Warrick Page for The New York Times
But the feudal landlord who owns much of the land in the area, his tenant farmers and the local police were all in disbelief.
“It’s a joke, played on all of us,” the local police inspector said as he patrolled the village, checking on security after a horde of journalists turned up there looking for Bin Laden’s erstwhile home. “It’s absurd,” he said. He asked not to be named in keeping with police force rules.
“It’s impossible,” said Liaquat Khan, the main landowner in the region, whose ancestor Shah Muhammad gave his name to the village and founded the nearby town of Haripur. “It is a very open place, with 50 houses, and they are very poor people who live there,” he said.
While the surrounding district has been known to harbor militants, there seemed little sign here that this village could. There is no walled compound or well-protected house like that used by Bin Laden in the city of Abbottabad. Farmers live in simple houses, with a few rooms surrounding a courtyard where children play among the buffalo and chickens. Most everyone knows everyone else here, and many are related in some way.
“Everybody has a very small house and they are overcrowded,” said Muhammad Saleem, a 35-year-old chicken farmer. “There is no place to rent, and we could not give a room to a stranger.”
Mr. Khan insisted that the feudal system is such that no villager would host an outsider without checking first with him. “They give me daily reports from the village,” he said of his tenants.
The one anomaly in the village was the mullah’s house, which was a palatial two-story building with high columns and deep verandah — but uninhabited and still under construction. The mullah, Noor Muhammad, was not at home but his two sons said that it went against tradition to rent your home out to a stranger.

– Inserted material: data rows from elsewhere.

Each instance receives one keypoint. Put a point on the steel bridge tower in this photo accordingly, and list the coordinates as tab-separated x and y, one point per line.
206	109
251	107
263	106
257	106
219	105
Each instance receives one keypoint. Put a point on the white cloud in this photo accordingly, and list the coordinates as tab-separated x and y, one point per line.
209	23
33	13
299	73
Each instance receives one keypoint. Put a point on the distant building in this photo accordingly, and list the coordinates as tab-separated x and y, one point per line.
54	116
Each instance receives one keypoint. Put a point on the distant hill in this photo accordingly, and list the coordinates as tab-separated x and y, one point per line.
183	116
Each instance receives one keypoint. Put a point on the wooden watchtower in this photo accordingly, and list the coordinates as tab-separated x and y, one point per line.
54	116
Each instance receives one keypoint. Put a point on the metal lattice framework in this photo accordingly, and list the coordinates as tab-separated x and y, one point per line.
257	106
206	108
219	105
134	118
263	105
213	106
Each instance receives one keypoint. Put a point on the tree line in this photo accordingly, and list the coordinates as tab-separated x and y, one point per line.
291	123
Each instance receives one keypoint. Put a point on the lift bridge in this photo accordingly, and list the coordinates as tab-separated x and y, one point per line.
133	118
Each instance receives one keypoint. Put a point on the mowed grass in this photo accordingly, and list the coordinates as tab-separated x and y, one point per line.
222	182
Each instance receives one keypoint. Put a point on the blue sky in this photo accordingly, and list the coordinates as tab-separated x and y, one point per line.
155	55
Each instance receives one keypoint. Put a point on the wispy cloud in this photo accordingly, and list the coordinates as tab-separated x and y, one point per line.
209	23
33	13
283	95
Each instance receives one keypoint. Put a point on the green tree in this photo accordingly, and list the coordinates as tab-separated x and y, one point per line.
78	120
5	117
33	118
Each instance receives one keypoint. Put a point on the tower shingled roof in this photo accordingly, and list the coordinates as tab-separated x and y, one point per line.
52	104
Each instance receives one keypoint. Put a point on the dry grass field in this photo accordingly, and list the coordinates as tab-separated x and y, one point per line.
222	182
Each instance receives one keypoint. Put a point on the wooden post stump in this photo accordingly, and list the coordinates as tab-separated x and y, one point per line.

“There is only one stranger here,” said Muhammad Iqbal, 36, one of the mullah’s sons. “He lives in the next-door village. He is Roshan Khan, an Afghan shepherd, and he lives in a tent,” he said. Mr. Iqbal said the money to build the house had come from another brother who had been working for 10 years in Saudi Arabia.
Still, if Chak Shah Muhammad does not reveal an obvious hiding place for a fugitive, the town of Haripur, just a mile away, and the wider Haripur District, which adjoins Abbottabad, has harbored its share of militants.
Over the years since the Sept. 11 attacks, about 20 militants have been arrested in the district, the police say. Most of the militants were members of Pakistani groups, like Sipah-e-Sahaba, but at least one was a foreigner suspected of ties to Al Qaeda.
In May 2009, a local house owner went to the police to complain that his tenant, an Egyptian, had not paid him rent for three months. The police raided the house and detained the man, who was known as Abdullah al-Misri, and found a wealth of jihadist propaganda videos and other material. Mr. Misri had been living in the house, just 10 minutes from the center of Haripur, for four years apparently unknown to and unhindered by the local police and intelligence services.
The police, who believed Mr. Misri was a member of Al Qaeda, allowed his wife and four daughters to remain in the house but kept them under surveillance. Then later that year, gunmen attacked the police and tried to take the women away. Three policemen were killed in the attack and one gunman was killed. He was named as Ijaz, from Abbottabad, and was found to have connections to Al Qaeda.
As often happens in Pakistan, the state failed to prosecute Mr. Misri on any charges of militancy or terrorism. He was imprisoned on immigration violations and released on bail in 2010, whereupon he disappeared, along with his family.
On Saturday, officials in Haripur District did not seem to take the report of Bin Laden hiding here seriously.
The deputy police chief of Haripur, Najib Bhagvi, conceded that there were people with extremist sympathies in the district who could help such fugitives. Nevertheless he ruled out the chances that Bin Laden had lived in the area. “There is not a single chance of having such a high-level target here,” he said.
“If he was in this area, certainly the authorities should have been looking much more carefully,” said Omar Ayub Khan, a former state minister of finance who lives in Haripur. “But he came here from Afghanistan, and American forces should have been looking more carefully when he escaped from there,” he said.